Divergence and \(q\)-divergence in depth 2 (Q2791853)

The Kashiwara-Vergne problem in Lie theory states the existence of an automorphism \(F\) of a \(2\)-dimensional Lie algebra which satisfies certain properties. At this respect, it is already known that the Kashiwara-Vergne Lie algebra \(\mathfrak{lrv}\) encodes symmetries of the Kashiwara-Vergne problem on the properties of the Campbell-Hausdorff series and it is conjectured that \(\mathfrak{lrv} \cong \mathbb{K}t\oplus\mathfrak{grt}_1\), where \(t\) is a generator of degree 1 and \(\mathfrak{grt}_1\) is the Grothendieck-Teichmüller Lie algebra.
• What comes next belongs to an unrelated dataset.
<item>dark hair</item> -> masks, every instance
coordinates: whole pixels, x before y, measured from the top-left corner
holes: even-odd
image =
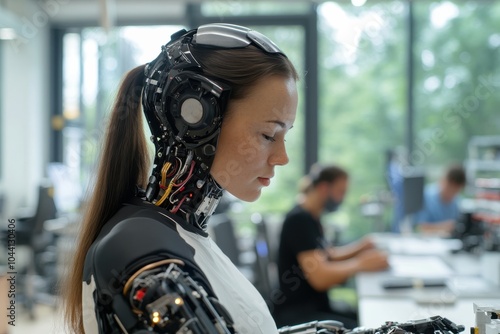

In this paper, authors deal with that conjecture and they prove it in depth 2 by using, as the main tools, the divergence cocycle and the representation theory of the dihedral group \(D_{12}\). Their calculation is similar to the one by Zagier of the graded dimensions of the double shuffle Lie algebra in depth 2. In analogy to the divergence cocycle, they define the super-divergence and \(q\)-divergence cocycles for \(q\) a primitive root of unity of order \(l\), \(q^l =1\), on Lie subalgebras of \(\mathfrak{grt}_1\) which consist of elements with weight divisible by \(l\). They also show that in depth 2 these cocycles have no kernel, which is in sharp contrast with the fact that the divergence cocycle vanishes on \([\mathfrak{grt}_1,\mathfrak{grt}_1]\). Finally, they conjecture that super-divergence and \(q\)-divergence cocycles have no kernel in arbitrary depth.